Chipotle Mexican Grill (NYSE: CMG) reaffirmed its full-year 2025 guidance on Jan. 12. The company announced several leadership changes, including the appointment of a new chief marketing officer.
The guidance calls for comparable restaurant sales to decline at a low single-digit rate in 2025. It also includes expectations for 315 to 345 new company-owned restaurant openings this year, with over 80% of those locations featuring a Chipotlane drive-thru pickup lane.
CEO Scott Boatwright said during the company's third-quarter earnings call that returning to mid-single-digit same-store sales growth in 2026 is possible.

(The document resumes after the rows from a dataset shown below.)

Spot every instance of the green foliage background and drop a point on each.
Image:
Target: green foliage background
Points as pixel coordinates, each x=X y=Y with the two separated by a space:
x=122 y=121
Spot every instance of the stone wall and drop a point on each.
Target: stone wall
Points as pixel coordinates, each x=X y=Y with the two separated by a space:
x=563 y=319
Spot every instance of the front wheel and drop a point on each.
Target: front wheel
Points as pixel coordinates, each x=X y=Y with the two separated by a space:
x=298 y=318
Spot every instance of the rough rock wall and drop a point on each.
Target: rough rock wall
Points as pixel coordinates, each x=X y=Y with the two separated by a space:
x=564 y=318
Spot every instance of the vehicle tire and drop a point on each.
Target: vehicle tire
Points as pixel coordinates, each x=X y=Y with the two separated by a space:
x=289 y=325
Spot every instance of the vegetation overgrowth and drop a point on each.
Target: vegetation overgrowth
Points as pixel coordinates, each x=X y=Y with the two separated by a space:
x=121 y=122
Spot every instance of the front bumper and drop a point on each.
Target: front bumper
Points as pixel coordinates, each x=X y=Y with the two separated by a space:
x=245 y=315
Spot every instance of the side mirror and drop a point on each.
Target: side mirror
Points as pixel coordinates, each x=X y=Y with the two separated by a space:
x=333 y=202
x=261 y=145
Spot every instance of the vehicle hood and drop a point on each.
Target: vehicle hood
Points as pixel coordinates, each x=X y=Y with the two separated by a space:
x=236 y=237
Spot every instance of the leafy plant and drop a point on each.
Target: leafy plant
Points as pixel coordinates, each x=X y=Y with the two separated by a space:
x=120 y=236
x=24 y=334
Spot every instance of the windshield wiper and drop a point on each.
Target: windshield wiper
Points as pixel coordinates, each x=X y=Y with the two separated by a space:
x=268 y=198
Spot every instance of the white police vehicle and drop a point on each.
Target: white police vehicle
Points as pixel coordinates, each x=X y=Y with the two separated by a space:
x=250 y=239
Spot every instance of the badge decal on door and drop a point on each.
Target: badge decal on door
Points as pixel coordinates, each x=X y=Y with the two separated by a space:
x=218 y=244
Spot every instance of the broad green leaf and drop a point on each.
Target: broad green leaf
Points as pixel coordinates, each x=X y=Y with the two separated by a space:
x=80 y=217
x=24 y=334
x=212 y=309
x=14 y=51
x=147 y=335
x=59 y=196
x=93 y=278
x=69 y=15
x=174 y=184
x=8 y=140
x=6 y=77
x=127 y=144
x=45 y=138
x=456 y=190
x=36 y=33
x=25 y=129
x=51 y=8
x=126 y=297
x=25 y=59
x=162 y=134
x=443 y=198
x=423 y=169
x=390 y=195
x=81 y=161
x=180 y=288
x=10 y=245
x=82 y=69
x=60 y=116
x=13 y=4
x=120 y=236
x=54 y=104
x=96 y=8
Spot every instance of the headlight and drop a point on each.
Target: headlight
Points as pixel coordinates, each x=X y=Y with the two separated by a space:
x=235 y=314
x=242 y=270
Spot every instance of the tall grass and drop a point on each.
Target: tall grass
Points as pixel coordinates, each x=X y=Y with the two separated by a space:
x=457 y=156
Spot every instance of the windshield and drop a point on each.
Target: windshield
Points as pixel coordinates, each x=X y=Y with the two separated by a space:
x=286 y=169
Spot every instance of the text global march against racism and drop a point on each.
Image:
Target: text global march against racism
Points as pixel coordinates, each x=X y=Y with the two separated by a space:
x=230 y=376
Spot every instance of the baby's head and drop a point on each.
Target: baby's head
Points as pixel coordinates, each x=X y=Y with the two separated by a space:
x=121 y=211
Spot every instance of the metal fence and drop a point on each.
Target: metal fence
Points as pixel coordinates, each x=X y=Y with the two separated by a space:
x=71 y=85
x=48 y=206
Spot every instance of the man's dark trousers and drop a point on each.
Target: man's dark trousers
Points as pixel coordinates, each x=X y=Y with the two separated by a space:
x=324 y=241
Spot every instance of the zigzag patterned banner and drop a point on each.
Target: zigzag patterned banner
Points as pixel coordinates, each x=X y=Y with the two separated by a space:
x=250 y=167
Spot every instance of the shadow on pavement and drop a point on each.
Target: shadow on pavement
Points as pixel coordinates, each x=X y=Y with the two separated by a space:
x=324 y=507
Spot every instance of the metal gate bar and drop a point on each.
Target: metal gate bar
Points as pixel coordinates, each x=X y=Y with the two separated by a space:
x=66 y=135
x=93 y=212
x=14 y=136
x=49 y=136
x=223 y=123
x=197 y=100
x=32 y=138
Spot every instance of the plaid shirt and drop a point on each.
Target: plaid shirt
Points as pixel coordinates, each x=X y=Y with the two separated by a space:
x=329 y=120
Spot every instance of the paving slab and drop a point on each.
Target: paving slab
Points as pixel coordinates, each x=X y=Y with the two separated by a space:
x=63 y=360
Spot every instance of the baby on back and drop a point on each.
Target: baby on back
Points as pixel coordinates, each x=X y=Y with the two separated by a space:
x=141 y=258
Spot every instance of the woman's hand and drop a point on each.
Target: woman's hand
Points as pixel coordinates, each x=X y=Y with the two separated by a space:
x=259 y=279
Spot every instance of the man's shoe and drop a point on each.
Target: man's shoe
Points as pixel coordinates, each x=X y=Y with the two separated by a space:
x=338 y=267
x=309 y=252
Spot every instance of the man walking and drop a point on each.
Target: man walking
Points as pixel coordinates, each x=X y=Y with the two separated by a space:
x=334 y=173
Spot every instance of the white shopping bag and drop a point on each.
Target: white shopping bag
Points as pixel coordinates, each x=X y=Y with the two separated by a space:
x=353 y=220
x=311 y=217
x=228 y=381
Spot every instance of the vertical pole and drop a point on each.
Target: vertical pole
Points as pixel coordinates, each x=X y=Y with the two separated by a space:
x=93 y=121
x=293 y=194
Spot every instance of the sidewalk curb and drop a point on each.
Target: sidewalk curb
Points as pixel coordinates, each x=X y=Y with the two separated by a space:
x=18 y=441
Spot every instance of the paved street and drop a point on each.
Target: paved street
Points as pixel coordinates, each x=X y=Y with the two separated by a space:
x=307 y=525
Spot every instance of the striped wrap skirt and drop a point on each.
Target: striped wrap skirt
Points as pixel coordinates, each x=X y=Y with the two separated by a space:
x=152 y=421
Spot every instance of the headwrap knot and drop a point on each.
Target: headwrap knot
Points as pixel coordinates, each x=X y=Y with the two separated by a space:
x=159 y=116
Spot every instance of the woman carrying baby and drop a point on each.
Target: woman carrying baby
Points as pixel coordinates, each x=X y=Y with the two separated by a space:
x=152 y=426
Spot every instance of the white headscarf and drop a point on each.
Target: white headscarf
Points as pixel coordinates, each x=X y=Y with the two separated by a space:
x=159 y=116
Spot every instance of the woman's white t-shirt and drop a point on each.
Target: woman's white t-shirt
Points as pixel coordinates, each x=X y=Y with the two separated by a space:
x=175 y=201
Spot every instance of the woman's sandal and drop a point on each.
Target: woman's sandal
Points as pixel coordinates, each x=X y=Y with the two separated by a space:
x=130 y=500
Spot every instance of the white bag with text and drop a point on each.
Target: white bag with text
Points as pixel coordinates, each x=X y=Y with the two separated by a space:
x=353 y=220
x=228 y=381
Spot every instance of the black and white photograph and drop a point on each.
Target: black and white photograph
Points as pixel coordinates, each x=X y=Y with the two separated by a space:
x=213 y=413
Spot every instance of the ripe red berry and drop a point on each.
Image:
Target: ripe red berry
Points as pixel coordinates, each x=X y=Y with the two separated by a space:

He noted the fourth quarter of 2025 and first quarter of 2026 could be challenging, with some easing of consumer pressures more likely to start in the second quarter.
In its press release, management stated it remains confident in its 2026 strategic plan. The company's stock fell about 39% in 2025 as same-store sales trends turned negative.
During the third quarter, comparable restaurant sales increased 0.3%, an improvement from a 4% decline in the second quarter. However, operating margin for the period was 15.9%, down from 16.9% a year earlier. Restaurant-level operating margin was 24.5%, down from 25.5%.
Boatwright noted in the third-quarter earnings release that the company continued to see persistent macroeconomic pressures. The company will report fourth-quarter results on Feb. 3.
The stock's current price-to-earnings ratio is 36. Its forward price-to-earnings ratio is 34.